Film Festival Reviews. Part 9.


Two parents keep their children away from society, tricking them into believing that the world outside is dangerous and that the only safe way to leave is by car. The father takes the car to work every day, and brings back food and other things they need. The disinformation they feed the children is a great source of comedy, and that’s good since the rest of the movie is pretty intense and bleak. All sides of humanity (even if repressed and disturbing) are shown in fairly graphic detail.
I found it both shocking and refreshing to see both violence and sexuality shown on screen. Usually only violence gets shown, but sexuality gets hidden and only hinted at to the level where we as an audience find even images of bare breasts to be risque.

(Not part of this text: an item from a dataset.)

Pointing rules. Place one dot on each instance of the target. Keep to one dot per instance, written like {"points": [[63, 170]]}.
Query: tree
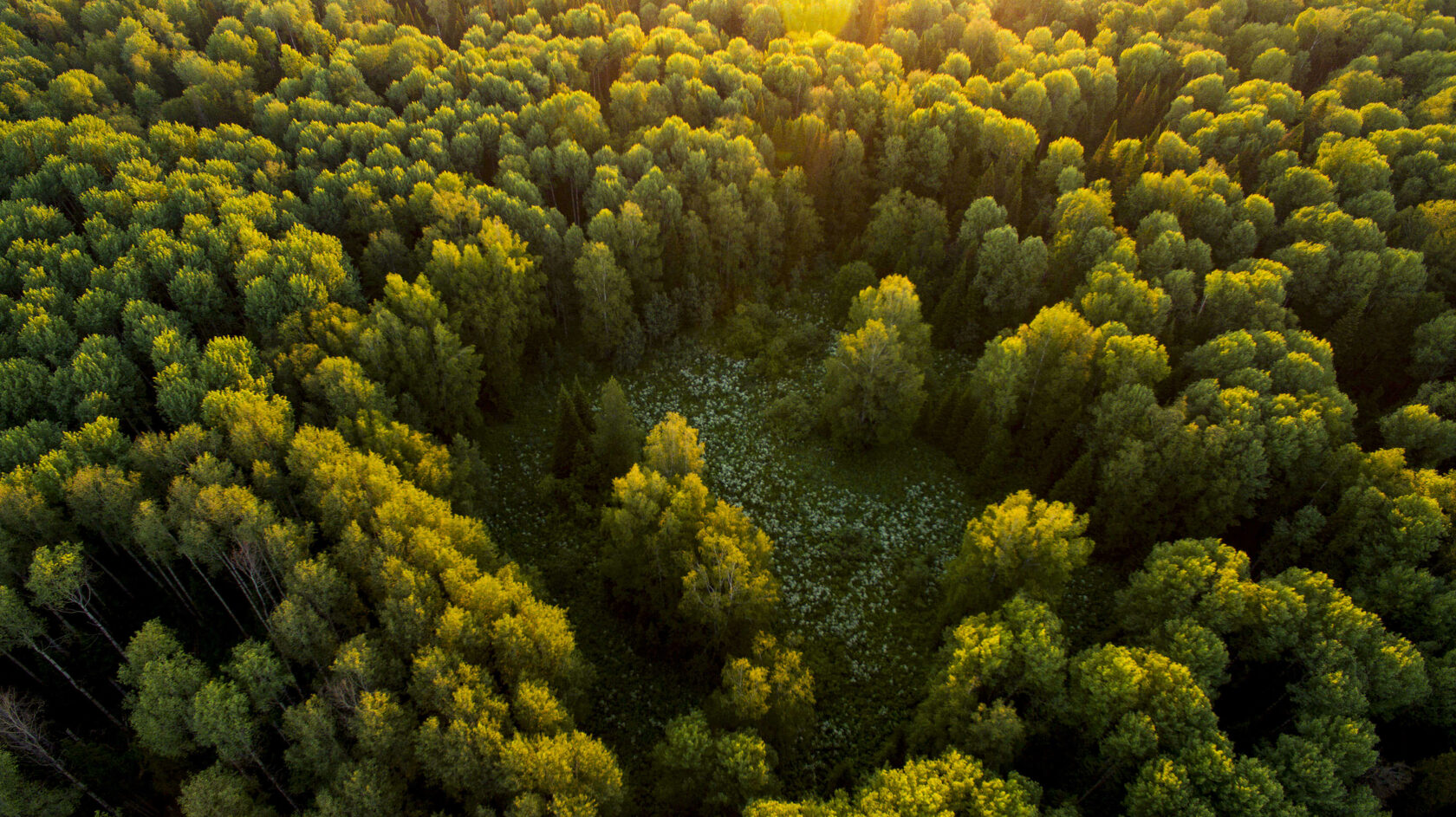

Either this is a result of American values dominating cinema because of the success of Hollywood, or it’s simply a result of most people not being violent so it’s easier to escape into fantasies of violence that one would never act upon than to escape into sexual themes which are much truer to what one really is like.
Who knows?
Just don’t bring your mother to this movie.
The actual plot itself feels secondary. The movie tries to make a comment on something I don’t quite understand (even despite hearing the director comment on it after the movie in a face to face), and it ends up feeling a bit over the top and weird. It’s like you’re expected NOT to get the movie. (Which, btw, is why I can’t stand David Lynch) I much prefer it when there’s something to get, but it’s well hidden.

Best part: The Elder! The most interesting character in the movie. She almost feels human.
Worst part: Nothing gets explained. Is this behavior normal in the world the movie takes place in? What happens when they grow up? Why did they end up like this?